No total, a atribuição das Autorizações de Residência para a atividade de Investimento (ARI) representa um investimento de 2.202.691.883,35 euros, indicou o governante aos jornalistas, no final de uma audição na comissão parlamentar de Negócios Estrangeiros e Comunidades Portuguesas.

"Os valores e autorizações concedidas são os mais altos [de sempre]"

Em média, este ano, foram já aprovadas 136 novas autorizações de residência para investimento. Em maio e junho, o valor chegou aos 157, em cada um dos meses.

"Os valores de processos tramitados e de autorizações concedidas são neste momento os mais altos da existência do programa", garantiu o ministro aos deputados, afirmando também que a tramitação tem sido melhorada, cita a Lusa.

No primeiro semestre deste ano, o investimento totalizou cerca de 500 milhões de euros, "na maioria dos casos, associados a investimento imobiliário".

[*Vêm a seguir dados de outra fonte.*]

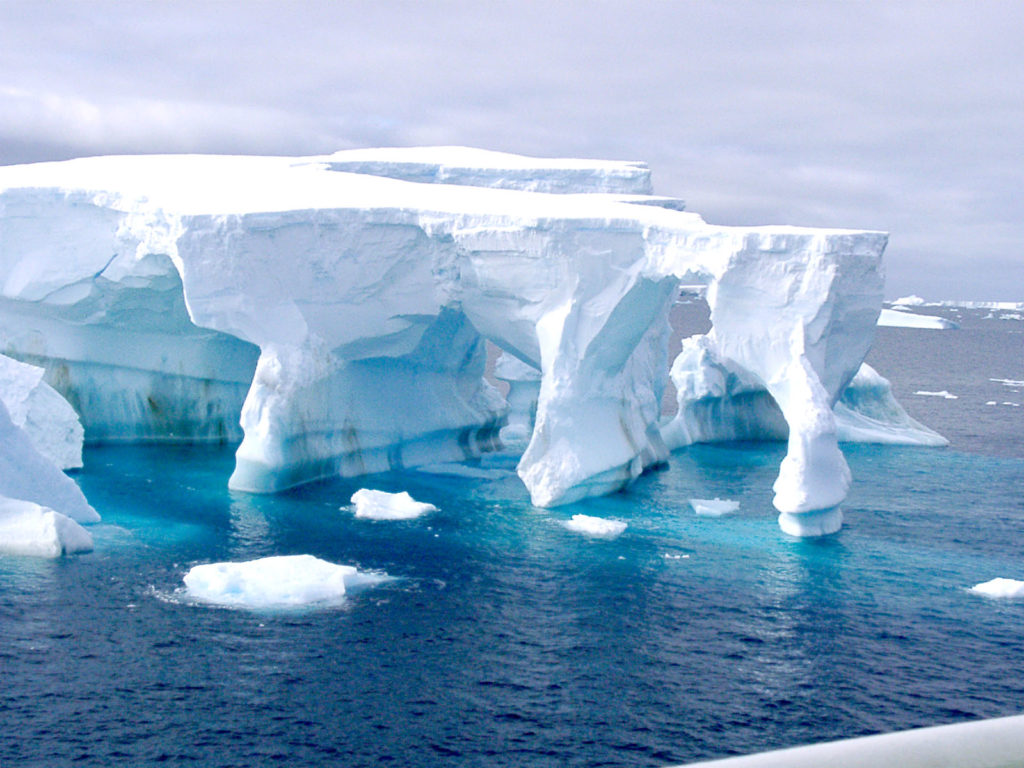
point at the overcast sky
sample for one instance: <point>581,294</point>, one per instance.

Segundo um estudo realizado pelo CSA Institute de França em março e abril para a EY, antiga Ernst & Young, as intenções de investimento em Portugal vão aumentar em 2017.

Em resposta ao deputado do CDS-PP Filipe Lobo d'Ávila, Santos Silva comentou que a "larguíssima maioria" de pedidos dizem respeito à aquisição de imobiliário e "alguns [são] ao abrigo de transferência de capitais".

"Não desvalorizo, apenas situo. Aquelas que nós todos gostaríamos, autorizações para investimento novo, produtivo, criando postos de trabalho, continuam a ser a muito ínfima exceção"

Santos Silva sublinhou ainda que uma das suas prioridades foi evitar que este programa "se perdesse", um risco que ocorreu no ano passado "por razões estranhas à vontade de nós todos", numa alusão ao processo judicial relacionado com a aquisição de vistos gold, que envolve, entre outros, o antigo ministro da Administração Interna Miguel Macedo

"Esse risco está ultrapassado", garantiu hoje o governante.

Lições da guerra do Iraque

Outro tema da comissão parlamentar foi a guerra do Iraque, na sequência da divulgação do relatório Chilcot, sobre o envolvimento do Reino Unido e, nomeadamente, sobre o papel de Portugal, que acolheu nas Lajes uma cimeira com os primeiros-ministros português, espanhol e britânico e o Presidente norte-americano, que desencadeou a intervenção.

O ministro dos Negócios Estrangeiros defendeu que nenhuma intervenção militar pode fundar-se numa mentira e deve ser sempre "o último dos últimos recursos".

"É ilegítimo e completamente absurdo querer usar o meio da confrontação militar para mudar um regime".

Por outro lado, "a guerra é o último dos últimos recursos" e "antes de estarem esgotadas todas as iniciativas políticas, diplomáticas ou de natureza económica, como sanções, não devemos equacionar uma intervenção de natureza militar", apontou.

Outra lição é que "não se pode fundar uma intervenção militar numa atitude que, para todos os efeitos práticos, é uma mentira", numa referência ao desmentido da posse de armas de destruição em massa pelo então regime iraquiano de Saddam Hussein, principal argumento para a intervenção internacional no Iraque.

O parlamento português aprovou a audição do antigo Presidente Jorge Sampaio, do ex-primeiro-ministro Durão Barroso e dos ministros da Defesa, Paulo Portas, e dos Negócios Estrangeiros, Martins da Cruz, sobre as conclusões do relatório Chilcot.